# Hair Jigs



## Bryan_VA (Dec 17, 2007)

Just wondering, any of you guys use and/or tie hair jigs?


----------



## SMDave (Dec 17, 2007)

I use them the most out of any lure for saltwater, and occasionally for largies. However I hear they are great smallie lures. The Spro Prime Bucktails (my favorite) have lifelike detail and swim extremely well in the water. You should look into these lures and this style of fishing (I plan to do a lot of hairjigging in '08 for smallies)


----------



## Bryan_VA (Dec 17, 2007)

I tie and use alot of hair jigs, just wondering about the rest of you. I'm always looking for new patterns or materials to try. Those SPROs are pretty nice. Haven't tried em in fresh water though. I'm a big fan of rabbit and arctic fox hair jigs for panfish and bass, especially in cold water. Can't beat hair this time of year!


----------



## Nickk (Dec 17, 2007)

I tie flies and have tied a few hair jigs but never used them much


----------



## little anth (Dec 17, 2007)

theres something in the new bassmaster mag this month about em


----------



## Bryan_VA (Dec 19, 2007)

Here are some of my jigs. I'll post pics of some of my others soon. I tie many different sizes and styles for everything from perch to pike to flounder and more.


----------



## mr.fish (Dec 19, 2007)

I must say, they are some very nice looking hair jigs. You should mass produce, and market those bad boys.


----------



## little anth (Dec 19, 2007)

i bet some of those would kill some fluke and flounder up here man good job.(if ya need a tester you know who to ask jk)


----------



## mtnman (Dec 19, 2007)

we kill the muskie and pike around here on big white bucktail jigs. if you ever see a good deal on them pick them up and also let me know where they are on sale. bucktail jigs are deadly!!!


----------



## Bryan_VA (Dec 20, 2007)

Thanks for the nice words guys. Mtnman, I tie bucktails too, if you show me a picture of the kind you like to use I can copy them and send you some. Anyone looking for a specific size, color, or pattern of hair jig let me know and I'll hook you up. I tie way more than I use.

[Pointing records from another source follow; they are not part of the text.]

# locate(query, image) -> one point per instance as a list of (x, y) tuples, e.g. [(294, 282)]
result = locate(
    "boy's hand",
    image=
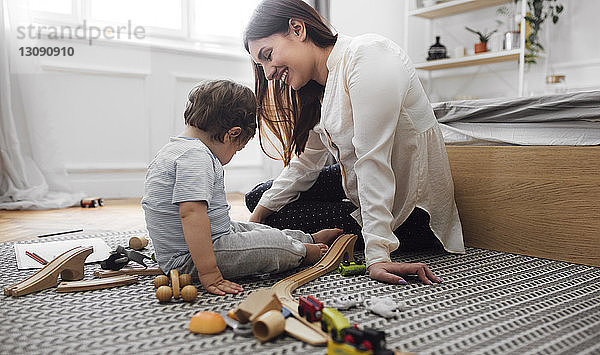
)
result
[(214, 283)]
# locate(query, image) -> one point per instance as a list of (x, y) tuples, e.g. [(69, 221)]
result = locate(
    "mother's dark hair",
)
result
[(287, 113)]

Here are some panfish jigs. I keep these simple because I lose so many in brushpiles. They also work great used in the float-n-fly setup. They range from 1/64-1/16th oz. All are tied with rabbit, arctic fox, or a combination of the two.


----------



## mtnman (Dec 20, 2007)

we use alot of white hair and black head and black hair with white head. they work great. The bigger the better. i have trouble finding them around here except online.


----------



## SMDave (Dec 20, 2007)

Wow! Those look great!


----------